Module manager: Dr Arash Rabbani
Email: A.Rabbani@leeds.ac.uk
Taught: 1 Mar to 30 Apr, 1 Mar to 30 Apr (2mth)(adv yr), 1 Sep to 31 Oct, 1 Sep to 31 Oct (adv yr) View Timetable
Year running 2026/27
None
N/A
This module is not approved as an Elective
This module explores deep learning techniques for computer vision, focusing on how neural networks interpret, represent, and generate visual information. It examines architectures and algorithms that enable tasks such as image classification, object detection, segmentation, and visual synthesis. Students learn how advances in convolutional and transformer-based models underpin modern vision systems and gain practical experience in developing, training, and evaluating models that extract meaningful structure and semantics from visual data.
This module aims to develop a deep understanding of how modern deep learning methods enable machines to perceive and reason about visual information. It builds on core principles of representation learning to explore architectures and techniques that power computer vision systems, including convolutional, transformer-based, generative, and multimodal models that integrate visual data with other information sources. Learning activities combine conceptual explanation, visual demonstrations, guided experiments, and practical implementation exercises to bridge theory and practice. Through progressive exploration of image classification, detection, segmentation, and synthesis, students gain the knowledge and skills to design, train, and critically evaluate vision models for diverse applications, while developing an appreciation of how architectural choices influence visual representation and performance.

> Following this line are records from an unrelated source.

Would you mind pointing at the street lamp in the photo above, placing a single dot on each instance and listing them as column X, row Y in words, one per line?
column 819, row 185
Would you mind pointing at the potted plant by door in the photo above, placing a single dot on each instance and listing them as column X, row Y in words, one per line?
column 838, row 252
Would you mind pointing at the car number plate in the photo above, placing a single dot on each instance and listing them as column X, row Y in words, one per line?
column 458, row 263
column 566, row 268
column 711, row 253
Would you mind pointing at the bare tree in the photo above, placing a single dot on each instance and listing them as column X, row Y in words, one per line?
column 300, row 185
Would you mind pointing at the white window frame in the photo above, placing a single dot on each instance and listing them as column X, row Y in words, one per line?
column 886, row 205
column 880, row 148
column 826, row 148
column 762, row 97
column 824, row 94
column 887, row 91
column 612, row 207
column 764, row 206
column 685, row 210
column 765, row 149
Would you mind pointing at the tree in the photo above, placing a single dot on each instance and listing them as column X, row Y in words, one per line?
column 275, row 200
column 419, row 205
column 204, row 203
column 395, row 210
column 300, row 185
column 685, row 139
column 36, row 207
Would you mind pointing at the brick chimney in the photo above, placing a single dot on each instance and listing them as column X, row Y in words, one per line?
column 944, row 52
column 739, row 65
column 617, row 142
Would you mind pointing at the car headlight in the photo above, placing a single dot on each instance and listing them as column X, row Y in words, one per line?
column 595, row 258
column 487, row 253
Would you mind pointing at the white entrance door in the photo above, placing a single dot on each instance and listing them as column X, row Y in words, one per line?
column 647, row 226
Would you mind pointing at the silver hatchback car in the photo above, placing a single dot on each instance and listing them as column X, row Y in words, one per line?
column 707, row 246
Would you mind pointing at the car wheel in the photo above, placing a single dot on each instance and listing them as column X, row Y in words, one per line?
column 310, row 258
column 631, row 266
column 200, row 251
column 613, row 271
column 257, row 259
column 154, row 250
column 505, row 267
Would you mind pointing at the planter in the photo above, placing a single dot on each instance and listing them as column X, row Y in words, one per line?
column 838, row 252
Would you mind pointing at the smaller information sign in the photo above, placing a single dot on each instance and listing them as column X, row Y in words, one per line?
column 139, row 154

On successful completion of the module students will have demonstrated the following learning outcomes relevant to the subject:
1. Explain the principles of deep learning architectures used in computer vision, including convolutional, transformer-based, and generative models.
2. Apply deep learning methods to core computer vision tasks such as image classification, object detection, segmentation, and visual synthesis.
3. Design and implement vision models, selecting suitable architectures, training strategies, and evaluation metrics for different visual applications.
4. Assess how data characteristics, inductive biases, and architectural choices influence the performance and generalisation of vision models.
5. Experiment with multimodal approaches that combine visual data with other modalities to enhance representation and understanding in complex tasks.
On successful completion of the module students will have demonstrated the following skills learning outcomes:
1. Apply analytical and structured problem-solving skills to design, implement, and evaluate computer vision solutions for complex datasets.
2. Demonstrate adaptability and self-directed learning by integrating new tools, techniques, or frameworks to address evolving challenges in computer vision.
3. Communicate technical concepts, workflows, and results effectively to both technical and non-technical audiences using clear documentation and visualisation.
4. Apply integrated problem-solving and systems thinking to design and optimise computer vision solutions.
5. Exercise reflective practice and critical evaluation to assess methods, optimise processes, and continuously improve project outcomes.
Indicative content for this module includes:
- Fundamentals of deep learning for computer vision and visual representation learning
- Convolutional neural networks and architectural variants for image classification and feature extraction
- Object detection, localisation, and semantic/instance segmentation methods
- Transformer-based models and attention mechanisms for visual understanding
- Generative and reconstruction-based approaches, including autoencoders, GANs, and diffusion models for image synthesis
- Multimodal vision-language models such as CLIP and related architectures for cross-modal representation learning
| Delivery type | Number | Length hours | Student hours |
|---|---|---|---|
| Discussion forum | 6 | 1 | 6 |
| WEBINAR | 6 | 1 | 6 |
| Independent online learning hours | 42 | ||
| Private study hours | 96 | ||
| Total Contact hours | 12 | ||
| Total hours (100hr per 10 credits) | 150 | ||
1. Webinar-Based Discussion and Q&A
2. Weekly Practical Exercises
| Assessment type | Notes | % of formal assessment |
|---|---|---|
| Online Assessment | ~20 questions about different scenarios | 20 |
| Coursework | Coursework Project - Technical Report | 80 |
| Total percentage (Assessment Coursework) | 100 | |
This module will be reassessed through a 100% individual assessment in the same format as Assessment 2 (coursework project). The reassessment will involve a practical project that requires students to apply and integrate the knowledge and skills developed across all learning outcomes.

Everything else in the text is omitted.